I have a large database table (~1 million records) which I need to purge the duplicate records. The table structure is as follows:
|----|-------------|-----|-----|--------------------|
| id | relation_id | foo | bar | timestamp          |
|----|-------------|-----|-----|--------------------|
| 1  | 1           |14.20|0.22 |2019-10-21 14:00:01 |
| 2  | 1           |14.20|0.22 |2019-10-21 14:00:01 |
| 3  | 1           |14.20|0.22 |2019-10-21 14:00:01 |
| 4  | 2           |10.36|0.75 |2019-10-21 14:00:01 |
| 5  | 2           |10.36|0.75 |2019-10-21 14:00:01 |
| 6  | 2           |10.36|0.75 |2019-10-21 14:00:01 |
|----|-------------|-----|-----|--------------------|
As per the example above, there are a lot of records that have the exact same combination of values relation_id, foo, bar and timestamp. I need to create a script that will run to identify the unique values and then delete and duplicate references. So I would end up with something like:
|----|-------------|-----|-----|--------------------|
| id | relation_id | foo | bar | timestamp          |
|----|-------------|-----|-----|--------------------|
| 1  | 1           |14.20|0.22 |2019-10-21 14:00:01 |
| 4  | 2           |10.36|0.75 |2019-10-21 14:00:01 |
|----|-------------|-----|-----|--------------------|
I have tested looping through the relation_id (as there are only 20 unique values) and then running something like this to create a collection of the unique records:
$unique     = collect([]);
$collection = Model::where('relation_id', $relation_id)->chunk(100, function($items) use ($unique) {
    $unique->push($items->unique()->values()->all());
});
From that, I had planned to loop through all of the Model records and delete if the item was not within the $unique collection. Something like this:
Model::chunk(100, function($items) {
    foreach ($items as $item) {
        if(!$unique->contains('id', $item->id)){
            $item->delete;
        }
    }
});
My problem is as the database table is so large, I cannot test if this logic works. Running the first part of the above script (to populate $unique) for a single $relation_id ran in tinker for 30 minutes without yielding results.

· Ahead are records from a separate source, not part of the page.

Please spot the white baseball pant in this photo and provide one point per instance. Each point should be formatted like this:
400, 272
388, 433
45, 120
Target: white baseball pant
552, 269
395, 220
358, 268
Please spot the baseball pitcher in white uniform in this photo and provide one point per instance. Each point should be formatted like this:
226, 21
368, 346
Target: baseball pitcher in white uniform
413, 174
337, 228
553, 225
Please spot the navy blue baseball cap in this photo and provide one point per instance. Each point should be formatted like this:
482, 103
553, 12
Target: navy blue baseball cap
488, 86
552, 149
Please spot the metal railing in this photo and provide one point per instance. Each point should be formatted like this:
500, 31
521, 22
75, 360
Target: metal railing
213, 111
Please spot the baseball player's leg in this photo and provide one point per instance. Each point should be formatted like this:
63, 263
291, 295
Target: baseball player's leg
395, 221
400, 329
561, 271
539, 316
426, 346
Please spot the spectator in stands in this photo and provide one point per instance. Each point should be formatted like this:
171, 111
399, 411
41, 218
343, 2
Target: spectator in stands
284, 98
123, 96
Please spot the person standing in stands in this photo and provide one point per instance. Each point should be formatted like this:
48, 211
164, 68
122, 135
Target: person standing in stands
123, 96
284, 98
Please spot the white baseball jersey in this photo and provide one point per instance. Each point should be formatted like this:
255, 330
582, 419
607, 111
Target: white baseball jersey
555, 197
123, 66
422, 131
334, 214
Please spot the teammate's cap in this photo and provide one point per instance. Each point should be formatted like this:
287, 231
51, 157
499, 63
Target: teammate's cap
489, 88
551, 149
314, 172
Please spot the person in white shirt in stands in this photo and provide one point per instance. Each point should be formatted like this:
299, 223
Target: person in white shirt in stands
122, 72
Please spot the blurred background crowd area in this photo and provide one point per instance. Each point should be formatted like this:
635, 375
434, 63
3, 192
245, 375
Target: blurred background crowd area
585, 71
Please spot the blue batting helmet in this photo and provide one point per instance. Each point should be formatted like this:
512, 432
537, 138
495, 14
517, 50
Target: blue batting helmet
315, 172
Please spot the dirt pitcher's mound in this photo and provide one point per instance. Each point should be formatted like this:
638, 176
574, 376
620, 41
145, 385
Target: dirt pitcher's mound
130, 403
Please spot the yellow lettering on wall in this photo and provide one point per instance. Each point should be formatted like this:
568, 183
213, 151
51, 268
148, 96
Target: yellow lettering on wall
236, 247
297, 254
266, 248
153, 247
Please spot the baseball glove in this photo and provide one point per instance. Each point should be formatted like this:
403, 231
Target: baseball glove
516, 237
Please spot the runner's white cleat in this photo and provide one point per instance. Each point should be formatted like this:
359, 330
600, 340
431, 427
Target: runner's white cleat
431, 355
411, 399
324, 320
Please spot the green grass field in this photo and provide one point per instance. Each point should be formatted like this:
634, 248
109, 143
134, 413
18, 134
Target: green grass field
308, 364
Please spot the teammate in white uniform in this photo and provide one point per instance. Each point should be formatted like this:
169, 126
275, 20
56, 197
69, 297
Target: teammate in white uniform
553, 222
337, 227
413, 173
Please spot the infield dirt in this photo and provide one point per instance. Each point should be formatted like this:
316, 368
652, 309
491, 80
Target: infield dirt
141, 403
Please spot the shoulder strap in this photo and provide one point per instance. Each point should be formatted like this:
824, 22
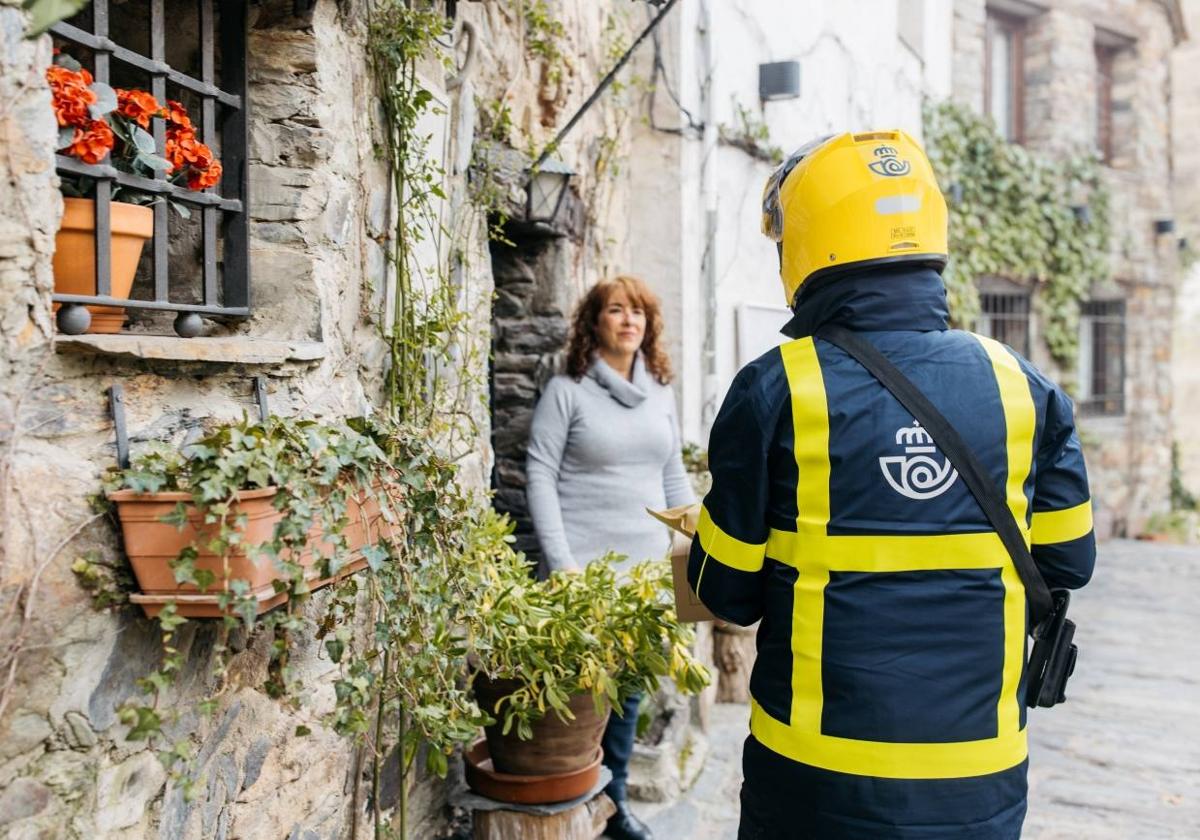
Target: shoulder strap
964, 460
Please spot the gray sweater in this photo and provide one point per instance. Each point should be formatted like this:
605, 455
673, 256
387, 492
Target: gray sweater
601, 451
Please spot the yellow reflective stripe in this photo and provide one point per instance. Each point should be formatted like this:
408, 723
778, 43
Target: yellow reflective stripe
810, 421
725, 549
1020, 421
889, 760
888, 552
1062, 526
1020, 424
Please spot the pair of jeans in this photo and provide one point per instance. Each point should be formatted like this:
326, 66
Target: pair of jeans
618, 747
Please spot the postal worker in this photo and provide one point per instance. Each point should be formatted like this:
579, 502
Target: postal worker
887, 693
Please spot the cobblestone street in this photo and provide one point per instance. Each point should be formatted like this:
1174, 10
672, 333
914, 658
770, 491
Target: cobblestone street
1120, 761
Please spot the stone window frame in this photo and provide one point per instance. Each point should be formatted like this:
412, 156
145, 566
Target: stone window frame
1105, 61
1015, 25
221, 216
1102, 358
1006, 315
1115, 65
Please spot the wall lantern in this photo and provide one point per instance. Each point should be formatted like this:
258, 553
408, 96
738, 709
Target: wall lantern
779, 81
545, 190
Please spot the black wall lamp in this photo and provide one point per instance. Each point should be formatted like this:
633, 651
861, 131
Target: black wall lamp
546, 190
779, 81
546, 186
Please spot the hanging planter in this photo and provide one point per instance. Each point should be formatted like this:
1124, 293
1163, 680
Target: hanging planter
75, 255
252, 515
154, 544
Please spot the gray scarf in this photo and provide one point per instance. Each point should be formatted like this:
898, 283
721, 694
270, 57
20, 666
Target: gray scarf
629, 394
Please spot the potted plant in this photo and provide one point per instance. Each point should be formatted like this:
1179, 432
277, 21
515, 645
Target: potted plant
250, 515
99, 123
557, 655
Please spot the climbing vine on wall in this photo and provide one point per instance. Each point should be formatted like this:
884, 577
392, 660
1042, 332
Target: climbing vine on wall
425, 318
1023, 216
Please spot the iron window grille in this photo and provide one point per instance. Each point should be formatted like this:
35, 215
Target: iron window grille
1102, 358
1006, 318
225, 289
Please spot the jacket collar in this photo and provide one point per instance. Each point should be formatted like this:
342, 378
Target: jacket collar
900, 298
629, 394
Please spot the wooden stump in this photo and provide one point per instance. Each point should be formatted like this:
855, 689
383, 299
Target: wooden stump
733, 648
586, 821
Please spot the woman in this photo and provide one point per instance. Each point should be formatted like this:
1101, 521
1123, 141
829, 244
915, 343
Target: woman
604, 448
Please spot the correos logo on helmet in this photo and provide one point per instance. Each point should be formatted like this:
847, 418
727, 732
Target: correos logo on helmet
889, 163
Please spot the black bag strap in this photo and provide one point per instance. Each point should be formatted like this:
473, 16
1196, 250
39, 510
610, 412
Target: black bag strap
960, 455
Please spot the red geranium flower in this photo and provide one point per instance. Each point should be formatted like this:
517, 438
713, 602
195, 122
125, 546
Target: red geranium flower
203, 179
71, 95
184, 150
91, 144
177, 115
137, 106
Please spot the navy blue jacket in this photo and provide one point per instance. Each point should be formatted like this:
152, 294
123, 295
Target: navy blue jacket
891, 669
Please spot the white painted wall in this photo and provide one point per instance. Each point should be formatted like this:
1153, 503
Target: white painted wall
864, 64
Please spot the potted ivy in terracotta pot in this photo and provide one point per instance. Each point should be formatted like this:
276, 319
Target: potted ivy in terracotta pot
557, 655
251, 514
97, 123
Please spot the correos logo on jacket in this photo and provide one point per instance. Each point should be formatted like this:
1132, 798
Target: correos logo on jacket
917, 474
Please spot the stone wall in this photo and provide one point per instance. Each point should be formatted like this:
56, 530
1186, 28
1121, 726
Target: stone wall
1128, 456
318, 210
1186, 150
319, 213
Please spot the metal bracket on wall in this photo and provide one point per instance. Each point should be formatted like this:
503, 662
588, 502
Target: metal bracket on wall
117, 408
261, 395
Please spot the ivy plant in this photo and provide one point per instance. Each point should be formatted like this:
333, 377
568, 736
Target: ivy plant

I'm relatively confident this isn't the best approach to delete duplicate records as my approach requires multiple queries which I assume could be optimised (which is critical when dealing with such a large table).
So what is the most efficient way to query a database table to check for unique records (based on multiple columns) and delete the duplicate records?